The fence went up with the help of my dad finding posts at grandmas and borrowing a friends ASV to dig holes. It was some long days and long weekends spent in the cool spring with him, my brother and husband getting that done. A little more scavenging by dad and we had a fair amount of used barbed wire at a decent price.

My best friend spent a beautiful spring day carrying field rocks from piles, across the yard, to fix up some flower beds. That was a huge job. We emptied a few piles into the flower beds.

http://wildflowerfarm.org

Then was the chicken coop. Again the help of family to get that together. Mom and my sister baby sitting last minute so the guys could work uninterrupted while I was at work.

The first haying season was upon us, our neighbor came over with his tractors and equipment, between him, my dad and husband again, hay was put up. We sold some to have something to pay the neighbor for his help. It wasn’t much but we will continue to try to repay him in one way or another.

Lucy- http://Wildflowerfarm.org

The hay was up and we were given, yes given, Lucy! I couldn’t believe it. I had wanted a Dexter and had hoped in a few years we would have one on the farm so I could milk her. Never would I have guessed we would have one so soon and gifted to us. I will be in debt to them for a long time! I am ever so thankful and do my best to “pay it forward” until I can pay it back some how.

http://Wildflowerfarm.org

This fall we butchered chickens again with the help of Grandma, an uncle, cousins, parents, siblings, and friends. With the help of so many, such a not so great job, went really well.

Instulated Stock tank wildflolwerfarm.org

Winter is here again and the cows need water, not an ice block. Dad made an insulated stock tank (using one from Grandma’s farm) and we were again given, a tank heater. Mike and my dad built the cow pen and hay feeder for in the barn just before the snow was here to stay.

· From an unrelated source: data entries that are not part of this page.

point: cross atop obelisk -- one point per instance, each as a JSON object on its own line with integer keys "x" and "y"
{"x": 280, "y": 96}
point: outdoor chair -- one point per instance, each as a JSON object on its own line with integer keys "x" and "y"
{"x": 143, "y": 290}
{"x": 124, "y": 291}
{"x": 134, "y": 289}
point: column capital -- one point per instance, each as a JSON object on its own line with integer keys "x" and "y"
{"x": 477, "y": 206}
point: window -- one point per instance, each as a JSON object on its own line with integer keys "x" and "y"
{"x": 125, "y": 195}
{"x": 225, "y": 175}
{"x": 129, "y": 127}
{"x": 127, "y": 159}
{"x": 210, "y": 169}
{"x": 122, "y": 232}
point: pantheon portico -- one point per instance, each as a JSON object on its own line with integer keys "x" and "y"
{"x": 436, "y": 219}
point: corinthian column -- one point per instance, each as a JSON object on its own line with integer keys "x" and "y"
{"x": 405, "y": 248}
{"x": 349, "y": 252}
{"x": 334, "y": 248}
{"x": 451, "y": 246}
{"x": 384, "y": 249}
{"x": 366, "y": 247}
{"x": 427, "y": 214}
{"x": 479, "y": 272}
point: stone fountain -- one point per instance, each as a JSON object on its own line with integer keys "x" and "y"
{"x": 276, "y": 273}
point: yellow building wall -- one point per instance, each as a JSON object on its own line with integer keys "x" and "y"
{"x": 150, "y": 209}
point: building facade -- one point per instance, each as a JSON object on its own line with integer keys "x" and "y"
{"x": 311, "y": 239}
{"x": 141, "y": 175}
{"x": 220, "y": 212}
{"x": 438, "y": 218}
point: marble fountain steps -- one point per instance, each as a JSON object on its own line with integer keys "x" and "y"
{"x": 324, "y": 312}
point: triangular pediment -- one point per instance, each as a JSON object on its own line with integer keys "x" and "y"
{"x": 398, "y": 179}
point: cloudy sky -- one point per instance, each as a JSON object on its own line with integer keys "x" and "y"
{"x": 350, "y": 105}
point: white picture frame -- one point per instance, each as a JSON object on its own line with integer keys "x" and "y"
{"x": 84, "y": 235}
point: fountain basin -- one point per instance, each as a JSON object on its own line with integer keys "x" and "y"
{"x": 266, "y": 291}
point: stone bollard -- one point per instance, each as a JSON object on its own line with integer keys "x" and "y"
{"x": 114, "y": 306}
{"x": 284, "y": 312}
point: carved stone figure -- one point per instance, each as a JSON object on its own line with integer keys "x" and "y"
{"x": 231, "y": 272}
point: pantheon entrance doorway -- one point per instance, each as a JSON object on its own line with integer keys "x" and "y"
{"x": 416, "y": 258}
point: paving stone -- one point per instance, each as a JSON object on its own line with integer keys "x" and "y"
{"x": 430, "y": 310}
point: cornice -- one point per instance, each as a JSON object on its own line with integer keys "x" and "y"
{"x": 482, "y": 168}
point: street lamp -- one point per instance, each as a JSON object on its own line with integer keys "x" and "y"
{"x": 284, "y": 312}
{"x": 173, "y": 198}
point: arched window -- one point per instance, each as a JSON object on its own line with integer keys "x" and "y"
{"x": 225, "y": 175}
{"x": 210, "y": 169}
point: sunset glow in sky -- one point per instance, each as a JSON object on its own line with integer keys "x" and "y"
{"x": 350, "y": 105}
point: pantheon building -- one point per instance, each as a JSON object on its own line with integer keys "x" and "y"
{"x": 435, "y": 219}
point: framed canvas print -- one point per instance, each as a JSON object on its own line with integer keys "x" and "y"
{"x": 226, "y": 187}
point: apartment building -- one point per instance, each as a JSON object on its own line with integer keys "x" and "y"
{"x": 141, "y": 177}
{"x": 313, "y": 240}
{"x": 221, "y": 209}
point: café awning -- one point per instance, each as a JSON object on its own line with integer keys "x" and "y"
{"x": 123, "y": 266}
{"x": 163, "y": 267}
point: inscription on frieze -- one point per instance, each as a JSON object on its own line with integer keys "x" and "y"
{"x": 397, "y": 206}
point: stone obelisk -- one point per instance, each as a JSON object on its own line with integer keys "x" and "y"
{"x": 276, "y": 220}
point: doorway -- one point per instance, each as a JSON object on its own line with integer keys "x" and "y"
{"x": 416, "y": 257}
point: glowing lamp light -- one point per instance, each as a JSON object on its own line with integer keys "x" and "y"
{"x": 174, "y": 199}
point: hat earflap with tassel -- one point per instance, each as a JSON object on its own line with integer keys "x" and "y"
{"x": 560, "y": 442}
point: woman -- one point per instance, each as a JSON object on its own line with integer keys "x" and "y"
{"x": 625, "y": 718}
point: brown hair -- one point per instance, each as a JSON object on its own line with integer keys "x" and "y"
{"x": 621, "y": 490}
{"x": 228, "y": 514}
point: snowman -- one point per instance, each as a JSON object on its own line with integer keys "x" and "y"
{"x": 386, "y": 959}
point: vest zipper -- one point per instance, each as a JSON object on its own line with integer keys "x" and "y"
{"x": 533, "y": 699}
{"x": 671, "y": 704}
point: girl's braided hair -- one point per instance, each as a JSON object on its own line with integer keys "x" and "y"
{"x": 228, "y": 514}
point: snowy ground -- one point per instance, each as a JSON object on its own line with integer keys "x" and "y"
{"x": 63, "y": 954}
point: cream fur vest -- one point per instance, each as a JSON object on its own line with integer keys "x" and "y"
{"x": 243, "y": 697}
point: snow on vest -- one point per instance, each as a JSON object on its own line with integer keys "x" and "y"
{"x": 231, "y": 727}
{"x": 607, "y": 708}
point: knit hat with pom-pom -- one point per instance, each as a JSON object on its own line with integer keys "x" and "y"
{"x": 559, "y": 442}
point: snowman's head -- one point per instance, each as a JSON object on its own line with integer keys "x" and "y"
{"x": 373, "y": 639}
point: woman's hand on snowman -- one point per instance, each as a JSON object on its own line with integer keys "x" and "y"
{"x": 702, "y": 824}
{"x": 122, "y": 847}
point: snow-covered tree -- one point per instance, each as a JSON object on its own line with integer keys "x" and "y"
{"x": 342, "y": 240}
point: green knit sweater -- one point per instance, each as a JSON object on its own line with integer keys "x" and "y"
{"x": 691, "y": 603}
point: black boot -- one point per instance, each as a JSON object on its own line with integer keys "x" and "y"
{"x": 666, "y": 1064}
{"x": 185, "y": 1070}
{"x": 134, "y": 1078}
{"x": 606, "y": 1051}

The few times that we have left town as a family, my sister has been able to stay at the farm and take care of the (multiplying) animals. Summer chores are relatively easy, winter chores take much more time and effort and she took on the challenge each time.

We have also been blessed with Nana and Grandpa day care. I know baby sitting for a few hours in the middle of the afternoon can interrupt many plans especially when it is days in a row and not just “here and there”.

These are just a few of the many blessings that have came our way in the past year. We are ever so thankful and wish you and yours a Merry Christmas and a year full of blessings!